President William Ruto has announced substantial budget cuts totaling KES 346 billion after rejecting the Finance Bill 2024, urging the National Treasury to prepare immediate supplementary estimates and directing a significant reduction in government expenditure.
In a decisive move on Wednesday, June 26, 2024, President William Ruto rejected the Finance Bill 2024, resulting in comprehensive budget cuts across all levels of government. The President’s decision to send a memorandum to the National Assembly rejecting all clauses of the bill has necessitated urgent fiscal adjustments.
“Articles 221 and 222 of the Constitution require that the Appropriations Bill be assented to by the 30th of June every year to guarantee the continuity of government operations, especially in providing critical services,” President Ruto stated. Consequently, he assented to the Appropriations Bill 2024 and mandated the National Treasury to prepare supplementary estimates to account for the revenue shortfall caused by the rejected Finance Bill.
The proposed reduction in expenditure, amounting to KES 346 billion, will be distributed equitably between the National and County Governments. Within the National Government, this cut will impact the executive, the legislature, the judiciary, and constitutional commissions.
“I have referred the County Allocation and Revenue Bill, which was based on expected revenues from the rejected Finance Bill, back to Parliament for reduction accordingly,” President Ruto added, indicating a clear directive to adjust financial allocations in light of the revised revenue projections.
Further, the President has instructed the National Treasury to submit amendments to the Division of Revenue Act 2024 to Parliament. These amendments are designed to reflect the reduced revenues following the Finance Bill’s rejection, ensuring that the nation’s financial legislation aligns with the current fiscal reality.

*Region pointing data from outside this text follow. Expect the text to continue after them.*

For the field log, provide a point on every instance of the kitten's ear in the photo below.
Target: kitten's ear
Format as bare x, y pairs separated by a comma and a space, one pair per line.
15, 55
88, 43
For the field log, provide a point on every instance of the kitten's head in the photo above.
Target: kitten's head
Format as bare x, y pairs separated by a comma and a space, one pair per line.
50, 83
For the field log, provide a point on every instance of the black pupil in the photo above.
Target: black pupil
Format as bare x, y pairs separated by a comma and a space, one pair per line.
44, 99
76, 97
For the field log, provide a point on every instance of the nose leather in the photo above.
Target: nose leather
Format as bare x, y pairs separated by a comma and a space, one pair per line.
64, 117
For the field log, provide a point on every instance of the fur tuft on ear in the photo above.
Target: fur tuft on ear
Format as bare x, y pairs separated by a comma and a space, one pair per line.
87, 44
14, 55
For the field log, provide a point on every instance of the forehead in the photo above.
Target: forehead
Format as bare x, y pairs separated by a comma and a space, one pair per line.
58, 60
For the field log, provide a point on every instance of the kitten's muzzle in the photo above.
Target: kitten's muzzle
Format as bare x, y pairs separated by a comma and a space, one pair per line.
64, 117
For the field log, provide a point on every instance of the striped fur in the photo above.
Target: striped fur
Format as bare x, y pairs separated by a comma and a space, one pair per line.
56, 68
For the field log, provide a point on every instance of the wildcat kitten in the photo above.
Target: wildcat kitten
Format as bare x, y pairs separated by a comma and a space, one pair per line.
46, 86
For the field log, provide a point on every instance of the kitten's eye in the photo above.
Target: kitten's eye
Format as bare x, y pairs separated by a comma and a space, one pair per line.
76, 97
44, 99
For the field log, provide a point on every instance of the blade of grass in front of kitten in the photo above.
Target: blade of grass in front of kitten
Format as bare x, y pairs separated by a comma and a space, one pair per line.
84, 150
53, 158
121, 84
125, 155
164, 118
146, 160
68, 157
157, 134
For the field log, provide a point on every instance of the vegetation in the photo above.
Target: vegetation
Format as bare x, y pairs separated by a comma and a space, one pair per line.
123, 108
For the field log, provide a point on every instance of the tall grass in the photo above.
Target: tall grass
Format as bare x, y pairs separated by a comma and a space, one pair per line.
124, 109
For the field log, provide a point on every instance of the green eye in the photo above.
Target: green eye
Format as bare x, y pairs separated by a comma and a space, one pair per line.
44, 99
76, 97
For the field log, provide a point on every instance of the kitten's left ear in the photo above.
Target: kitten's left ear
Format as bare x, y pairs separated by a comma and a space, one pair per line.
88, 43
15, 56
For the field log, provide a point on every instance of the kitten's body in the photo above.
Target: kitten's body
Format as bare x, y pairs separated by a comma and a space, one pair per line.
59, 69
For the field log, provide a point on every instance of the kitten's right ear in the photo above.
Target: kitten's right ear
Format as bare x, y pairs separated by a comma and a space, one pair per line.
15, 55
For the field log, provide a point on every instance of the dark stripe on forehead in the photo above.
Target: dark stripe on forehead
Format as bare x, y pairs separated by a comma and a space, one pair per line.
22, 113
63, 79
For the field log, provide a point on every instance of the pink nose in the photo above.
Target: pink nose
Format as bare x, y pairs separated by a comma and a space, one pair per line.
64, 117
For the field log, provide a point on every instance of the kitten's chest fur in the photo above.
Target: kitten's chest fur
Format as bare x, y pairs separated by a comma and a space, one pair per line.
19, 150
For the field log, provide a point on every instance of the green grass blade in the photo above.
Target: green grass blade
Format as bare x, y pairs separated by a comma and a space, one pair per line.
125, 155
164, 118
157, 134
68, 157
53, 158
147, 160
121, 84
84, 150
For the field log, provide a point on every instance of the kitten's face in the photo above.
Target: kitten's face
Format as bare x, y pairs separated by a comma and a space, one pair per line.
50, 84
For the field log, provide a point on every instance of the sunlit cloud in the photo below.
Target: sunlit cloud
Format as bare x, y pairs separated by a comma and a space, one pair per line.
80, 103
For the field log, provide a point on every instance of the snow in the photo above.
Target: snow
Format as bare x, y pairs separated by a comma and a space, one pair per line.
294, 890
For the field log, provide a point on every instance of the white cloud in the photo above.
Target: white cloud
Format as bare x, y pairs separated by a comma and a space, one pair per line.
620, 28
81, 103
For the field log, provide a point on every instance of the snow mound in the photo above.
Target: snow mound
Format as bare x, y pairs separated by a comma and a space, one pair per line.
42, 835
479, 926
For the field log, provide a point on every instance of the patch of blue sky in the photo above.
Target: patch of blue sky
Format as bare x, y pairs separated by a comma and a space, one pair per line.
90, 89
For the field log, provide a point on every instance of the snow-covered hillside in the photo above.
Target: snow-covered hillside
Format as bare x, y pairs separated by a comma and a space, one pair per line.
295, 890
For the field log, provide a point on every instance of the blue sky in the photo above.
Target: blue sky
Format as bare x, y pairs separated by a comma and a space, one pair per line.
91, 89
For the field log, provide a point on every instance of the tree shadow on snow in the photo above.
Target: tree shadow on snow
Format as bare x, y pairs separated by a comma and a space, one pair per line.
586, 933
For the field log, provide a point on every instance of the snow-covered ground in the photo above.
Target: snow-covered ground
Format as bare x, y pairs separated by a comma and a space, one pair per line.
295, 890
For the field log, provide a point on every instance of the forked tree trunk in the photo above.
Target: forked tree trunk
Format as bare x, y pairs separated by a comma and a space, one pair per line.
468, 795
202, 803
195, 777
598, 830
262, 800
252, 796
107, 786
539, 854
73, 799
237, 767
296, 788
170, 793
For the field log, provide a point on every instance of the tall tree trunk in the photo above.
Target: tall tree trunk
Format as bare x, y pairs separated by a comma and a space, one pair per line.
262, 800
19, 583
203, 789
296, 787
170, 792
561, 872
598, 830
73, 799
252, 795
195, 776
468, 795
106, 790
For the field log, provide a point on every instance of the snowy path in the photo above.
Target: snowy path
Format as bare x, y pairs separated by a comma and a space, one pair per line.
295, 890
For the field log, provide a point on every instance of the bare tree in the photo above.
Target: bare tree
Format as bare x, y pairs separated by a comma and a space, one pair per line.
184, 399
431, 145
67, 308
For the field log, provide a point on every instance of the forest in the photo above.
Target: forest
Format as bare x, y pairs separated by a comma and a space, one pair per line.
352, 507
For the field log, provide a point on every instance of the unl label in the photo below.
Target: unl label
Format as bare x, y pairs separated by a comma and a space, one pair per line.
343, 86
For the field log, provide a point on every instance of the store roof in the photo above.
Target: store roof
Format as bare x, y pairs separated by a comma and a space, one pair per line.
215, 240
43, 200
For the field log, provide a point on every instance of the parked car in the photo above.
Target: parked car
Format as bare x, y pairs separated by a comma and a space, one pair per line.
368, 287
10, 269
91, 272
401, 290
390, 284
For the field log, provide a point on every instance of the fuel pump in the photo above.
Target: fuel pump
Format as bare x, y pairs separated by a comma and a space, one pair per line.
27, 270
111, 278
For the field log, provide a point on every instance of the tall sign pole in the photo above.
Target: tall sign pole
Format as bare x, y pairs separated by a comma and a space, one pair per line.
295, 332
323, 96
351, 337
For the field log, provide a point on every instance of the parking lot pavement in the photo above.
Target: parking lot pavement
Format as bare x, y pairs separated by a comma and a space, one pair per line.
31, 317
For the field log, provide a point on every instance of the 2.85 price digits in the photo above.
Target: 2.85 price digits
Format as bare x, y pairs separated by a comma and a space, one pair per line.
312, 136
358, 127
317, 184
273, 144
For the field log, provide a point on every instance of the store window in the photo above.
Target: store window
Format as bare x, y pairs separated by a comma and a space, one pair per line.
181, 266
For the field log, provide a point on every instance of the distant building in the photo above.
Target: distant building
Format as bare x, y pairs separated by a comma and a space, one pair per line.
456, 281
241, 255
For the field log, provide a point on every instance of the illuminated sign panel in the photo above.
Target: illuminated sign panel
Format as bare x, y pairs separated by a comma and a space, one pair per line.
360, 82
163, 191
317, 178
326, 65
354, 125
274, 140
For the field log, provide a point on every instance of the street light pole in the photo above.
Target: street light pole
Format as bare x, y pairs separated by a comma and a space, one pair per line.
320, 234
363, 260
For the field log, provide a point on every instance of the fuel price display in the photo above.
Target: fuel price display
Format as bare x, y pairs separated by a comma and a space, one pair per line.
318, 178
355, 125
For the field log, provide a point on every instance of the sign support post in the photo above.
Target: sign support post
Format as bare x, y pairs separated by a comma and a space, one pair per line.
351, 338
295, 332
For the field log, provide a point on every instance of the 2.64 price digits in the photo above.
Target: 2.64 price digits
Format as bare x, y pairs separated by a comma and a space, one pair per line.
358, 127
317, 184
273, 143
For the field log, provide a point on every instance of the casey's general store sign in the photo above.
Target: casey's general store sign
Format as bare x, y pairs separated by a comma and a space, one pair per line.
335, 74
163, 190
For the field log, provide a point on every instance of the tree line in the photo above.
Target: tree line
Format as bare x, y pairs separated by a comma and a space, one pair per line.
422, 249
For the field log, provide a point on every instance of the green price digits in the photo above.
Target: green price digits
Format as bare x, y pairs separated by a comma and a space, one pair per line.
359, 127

To manage the immediate impact of these changes, President Ruto has directed all accounting officers to prioritize funding for critical and essential services. “I have instructed the National Treasury to direct all accounting officers to ensure that only critical and essential services are funded, using no more than 15% of the budget, until the supplementary budget is approved,” he emphasized. This directive aims to maintain essential government functions while the supplementary budget is being prepared and approved.
The rejection of the Finance Bill 2024 marks a significant moment in Kenya’s fiscal policy, with President Ruto’s administration facing the challenge of balancing the budget while maintaining essential services. The President’s decisive action reflects his commitment to constitutional mandates and fiscal responsibility, setting a precedent for transparent and accountable governance.
The National Assembly now faces the task of revising the financial framework to accommodate these changes. As Kenya navigates this period of fiscal adjustment, the focus will remain on sustaining critical services and ensuring equitable distribution of resources across both national and county levels.